Nous devons nous méfier des impératifs catégoriques et faire preuve d’un peu de pragmatisme afin de favoriser une « non-contrainte réciproque » . On ne peut pas imposer la démocratie, ce serait un hiatus. S’en est de même de l’anarchie, ou encore de la décroissance conviviale (il est possible que ce soient des synonymes…).

Certes, l’Empire est partout et empiète sur notre utopie concrète ; les babyloniens empêchent la réalisation de notre existence désirée. Mais nous sommes tous des babyloniens.
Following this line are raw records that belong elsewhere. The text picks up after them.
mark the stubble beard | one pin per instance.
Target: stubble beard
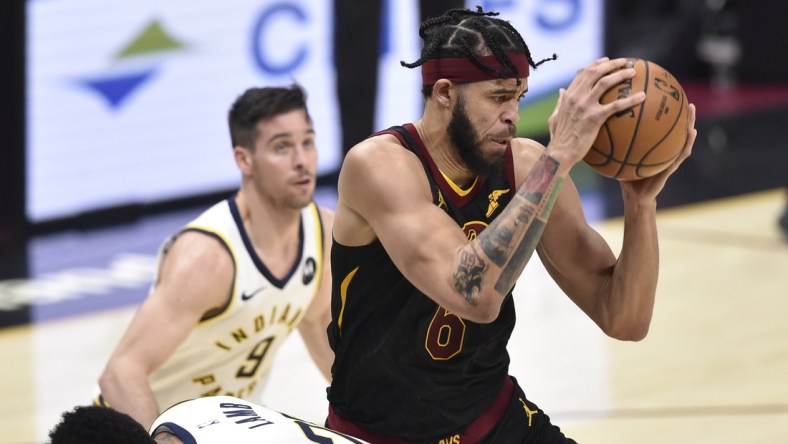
(467, 142)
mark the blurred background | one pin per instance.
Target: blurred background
(114, 126)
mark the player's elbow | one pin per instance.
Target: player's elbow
(484, 310)
(631, 331)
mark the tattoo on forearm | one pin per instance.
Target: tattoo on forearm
(468, 277)
(527, 245)
(496, 245)
(530, 209)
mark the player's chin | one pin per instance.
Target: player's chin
(302, 198)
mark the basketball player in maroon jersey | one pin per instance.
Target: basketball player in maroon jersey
(437, 219)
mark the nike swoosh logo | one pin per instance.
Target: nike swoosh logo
(246, 296)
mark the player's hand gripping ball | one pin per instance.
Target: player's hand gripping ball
(644, 140)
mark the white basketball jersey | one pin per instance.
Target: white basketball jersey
(231, 353)
(224, 419)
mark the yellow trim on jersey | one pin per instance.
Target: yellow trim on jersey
(229, 247)
(343, 295)
(456, 188)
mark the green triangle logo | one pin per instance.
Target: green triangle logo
(153, 39)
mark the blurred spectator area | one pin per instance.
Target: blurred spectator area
(730, 56)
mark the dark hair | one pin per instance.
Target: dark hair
(471, 34)
(92, 424)
(258, 103)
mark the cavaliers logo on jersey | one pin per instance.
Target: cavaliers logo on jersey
(472, 229)
(494, 200)
(310, 269)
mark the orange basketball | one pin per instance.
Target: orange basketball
(644, 140)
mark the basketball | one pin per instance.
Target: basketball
(644, 140)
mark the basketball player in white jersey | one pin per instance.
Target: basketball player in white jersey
(210, 420)
(233, 283)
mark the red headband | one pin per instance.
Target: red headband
(463, 70)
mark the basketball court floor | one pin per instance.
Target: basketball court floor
(713, 369)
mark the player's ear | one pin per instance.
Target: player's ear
(243, 159)
(444, 91)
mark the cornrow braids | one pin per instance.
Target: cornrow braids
(472, 34)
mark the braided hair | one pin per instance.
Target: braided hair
(471, 34)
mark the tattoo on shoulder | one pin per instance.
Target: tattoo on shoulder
(468, 277)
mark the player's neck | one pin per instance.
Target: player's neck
(268, 225)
La seule différence est une différence de degrés de Libération vis-à-vis de la Totalité. Sans avoir à se compromettre, on peut se voir comme des alliés. Parce que l’Utopie veut faire l’union dans la pluralité, et non exclure. Parce qu’on veut l’Autonomie radicale et la liberté, et non une nouvelle Totalité. L’Utopie ne peut pas reposer sur un modèle unique, mais sur une pluralité de modes de vie liés ensemble par le respect, la tolérance, et un nouvel apprentissage de l’hospitalité et de l’échange. Notre seule règle est, et sera, la liberté radicale tant qu’elle ne menace pas l’intégrité et/ou la liberté d’autrui.

Cependant, nous ne sommes pas là pour faire des arrangements : pas de compromis, parce que le compromis, c’est se compromettre. Nous ne voulons pas remettre à plus tard ce pour quoi on se bat, nous ne sommes pas réformistes : ici et maintenant reste le mot d’ordre. Ce monde ne nous plaît pas et il nous appartient de le déconstruire. Mais c’est par la pratique et l’expérience que nous gagnerons les gens à notre cause. En les faisant participer à nos expériences autogestionnaires, à nos luttes, à nos AG. Nous connaissons tous des personnes qui se sont laissés gagner à ces idées pendant et après expérimentation –quand ce n’est pas nous-mêmes. Cela fait longtemps que nous ne rêvons plus du Grand Soir, que nous savons qu’une révolution efficace est une révolution de la vie, et qu’elle doit donc s’inscrire dans les mœurs. Et c’est en multipliant les luttes que nous décoloniserons lentement la vie quotidienne et propagerons le Chaos.